Ce que ces chiffres disent du potentiel : de l'ordre de 57 maisons individuelles, 421 diagnostics publiés pour 1 000 résidences principales, un bassin de travaux structuré autour de CC du Pays de la Châtaigneraie. Ce volume ne préjuge d'aucune éligibilité individuelle : il indique seulement où se concentrent, à Marillet, les situations où le scénario décrit sur cette page a le plus de chances d'être pertinent.
Côté éligibilité : pour « panneaux solaires à Marillet rentabilité », un ménage très modeste mobilise jusqu'à 32 000 €, un ménage modeste 24 000 €, un ménage intermédiaire 18 000 € et un ménage aux revenus supérieurs 4 000 € sur l'assiette de 40 000 € HT. À deux classes gagnées, l'assiette redescend à 30 000 € HT et les montants suivent dans la même proportion.
Ce qui coûte le plus cher n'est pas le prix d'achat mais la reprise : une puissance calée sur la surface disponible plutôt que sur la courbe de charge oblige à rouvrir l'ouvrage. Comptez 675 € à 1 350 € à Marillet, à la charge exclusive du ménage puisque l'aide a déjà été versée sur le premier chantier.

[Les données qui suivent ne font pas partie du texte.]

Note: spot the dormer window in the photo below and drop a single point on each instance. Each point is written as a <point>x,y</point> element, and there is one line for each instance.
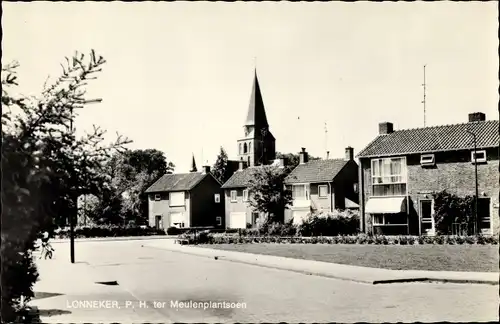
<point>478,156</point>
<point>427,160</point>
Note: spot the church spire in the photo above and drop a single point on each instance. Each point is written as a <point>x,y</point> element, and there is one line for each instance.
<point>193,166</point>
<point>256,116</point>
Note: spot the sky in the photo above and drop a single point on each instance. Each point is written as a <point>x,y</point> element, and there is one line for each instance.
<point>178,75</point>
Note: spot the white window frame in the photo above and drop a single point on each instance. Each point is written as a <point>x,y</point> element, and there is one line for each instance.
<point>171,204</point>
<point>319,191</point>
<point>427,160</point>
<point>234,195</point>
<point>306,191</point>
<point>479,160</point>
<point>427,220</point>
<point>403,174</point>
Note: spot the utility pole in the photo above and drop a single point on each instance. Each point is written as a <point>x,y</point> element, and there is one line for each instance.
<point>477,189</point>
<point>425,86</point>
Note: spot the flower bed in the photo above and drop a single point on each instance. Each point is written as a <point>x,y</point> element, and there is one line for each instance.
<point>225,238</point>
<point>109,231</point>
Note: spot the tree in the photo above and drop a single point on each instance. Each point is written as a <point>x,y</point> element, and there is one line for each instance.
<point>133,172</point>
<point>220,168</point>
<point>44,168</point>
<point>292,159</point>
<point>268,193</point>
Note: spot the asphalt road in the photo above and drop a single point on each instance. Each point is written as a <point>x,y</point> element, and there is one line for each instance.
<point>150,282</point>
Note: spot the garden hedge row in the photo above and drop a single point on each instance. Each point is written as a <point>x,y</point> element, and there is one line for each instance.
<point>207,238</point>
<point>109,231</point>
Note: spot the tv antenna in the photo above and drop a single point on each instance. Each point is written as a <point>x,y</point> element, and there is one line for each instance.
<point>425,86</point>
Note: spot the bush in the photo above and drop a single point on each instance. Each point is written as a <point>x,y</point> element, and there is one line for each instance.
<point>330,224</point>
<point>109,231</point>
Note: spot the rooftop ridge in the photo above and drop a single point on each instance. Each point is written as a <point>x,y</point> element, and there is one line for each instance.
<point>445,125</point>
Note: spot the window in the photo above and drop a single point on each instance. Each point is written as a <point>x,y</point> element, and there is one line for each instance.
<point>378,219</point>
<point>389,176</point>
<point>322,191</point>
<point>480,156</point>
<point>177,198</point>
<point>427,160</point>
<point>234,196</point>
<point>483,210</point>
<point>300,192</point>
<point>426,218</point>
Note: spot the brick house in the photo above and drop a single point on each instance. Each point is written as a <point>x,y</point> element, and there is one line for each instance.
<point>322,185</point>
<point>256,148</point>
<point>181,200</point>
<point>400,170</point>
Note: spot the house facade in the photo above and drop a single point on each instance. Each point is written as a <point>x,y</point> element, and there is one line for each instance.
<point>256,148</point>
<point>193,199</point>
<point>322,185</point>
<point>401,170</point>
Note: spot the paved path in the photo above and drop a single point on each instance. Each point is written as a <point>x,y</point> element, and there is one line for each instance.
<point>332,270</point>
<point>148,276</point>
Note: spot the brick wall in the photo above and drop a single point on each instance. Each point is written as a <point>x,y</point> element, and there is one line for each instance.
<point>453,172</point>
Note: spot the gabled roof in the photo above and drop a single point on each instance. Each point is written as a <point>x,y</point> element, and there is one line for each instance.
<point>241,178</point>
<point>316,171</point>
<point>434,139</point>
<point>177,182</point>
<point>256,112</point>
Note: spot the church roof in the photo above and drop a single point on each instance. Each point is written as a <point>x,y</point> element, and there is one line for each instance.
<point>256,112</point>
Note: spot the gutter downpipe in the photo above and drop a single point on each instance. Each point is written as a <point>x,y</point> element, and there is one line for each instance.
<point>331,196</point>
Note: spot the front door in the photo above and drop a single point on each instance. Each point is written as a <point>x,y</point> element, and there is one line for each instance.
<point>158,222</point>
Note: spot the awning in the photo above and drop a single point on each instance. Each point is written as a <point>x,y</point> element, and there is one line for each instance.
<point>386,205</point>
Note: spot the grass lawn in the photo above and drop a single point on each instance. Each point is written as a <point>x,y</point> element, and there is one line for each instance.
<point>480,258</point>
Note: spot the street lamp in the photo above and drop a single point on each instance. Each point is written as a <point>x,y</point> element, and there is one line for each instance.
<point>74,202</point>
<point>475,170</point>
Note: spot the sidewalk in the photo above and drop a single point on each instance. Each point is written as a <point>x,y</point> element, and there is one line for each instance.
<point>117,238</point>
<point>69,293</point>
<point>333,270</point>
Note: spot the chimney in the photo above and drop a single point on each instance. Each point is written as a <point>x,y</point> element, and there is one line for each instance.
<point>385,128</point>
<point>349,153</point>
<point>241,165</point>
<point>303,156</point>
<point>477,116</point>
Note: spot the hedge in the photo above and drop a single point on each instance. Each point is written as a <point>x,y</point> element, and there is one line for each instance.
<point>208,238</point>
<point>109,231</point>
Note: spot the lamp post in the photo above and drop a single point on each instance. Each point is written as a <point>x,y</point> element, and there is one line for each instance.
<point>475,170</point>
<point>74,205</point>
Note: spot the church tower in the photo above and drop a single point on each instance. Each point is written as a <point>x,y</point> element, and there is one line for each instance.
<point>258,146</point>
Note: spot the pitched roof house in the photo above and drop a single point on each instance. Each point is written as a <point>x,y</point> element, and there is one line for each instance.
<point>322,185</point>
<point>402,169</point>
<point>192,199</point>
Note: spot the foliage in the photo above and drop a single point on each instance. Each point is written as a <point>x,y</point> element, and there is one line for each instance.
<point>449,209</point>
<point>44,167</point>
<point>267,192</point>
<point>211,238</point>
<point>109,231</point>
<point>330,224</point>
<point>220,168</point>
<point>133,171</point>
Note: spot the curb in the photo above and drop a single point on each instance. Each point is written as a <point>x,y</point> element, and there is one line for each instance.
<point>119,238</point>
<point>334,276</point>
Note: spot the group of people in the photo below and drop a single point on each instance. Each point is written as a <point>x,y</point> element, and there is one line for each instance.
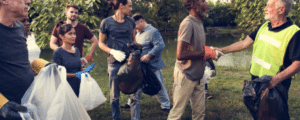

Le solde se finance : à Marillet, le reste à charge du cas type le plus aidé s'établit à 6 000 € après aide ANAH et prise en charge de l'accompagnement jusqu'à 2 000 €. Étalé en éco-prêt sur quinze ans, cela représente environ 35 € par mois, quand le photovoltaïque contribue déjà à 1 400 € d'économie annuelle attendue.
Périmètre de consultation conseillé pour une installation photovoltaïque en autoconsommation : Vendée. Les entreprises RGE y interviennent couramment à Marillet, et l'écart de prix entre la première et la troisième offre dépasse fréquemment 20 % à prestation identique.
La séquence prime sur la vitesse : une installation photovoltaïque en autoconsommation occupe un installateur RGE QualiPV durant deux à trois jours à Marillet. Son positionnement dans le calendrier — après l'audit, avant la mise en service — conditionne la qualité des interfaces entre lots bien plus que le choix de l'entreprise.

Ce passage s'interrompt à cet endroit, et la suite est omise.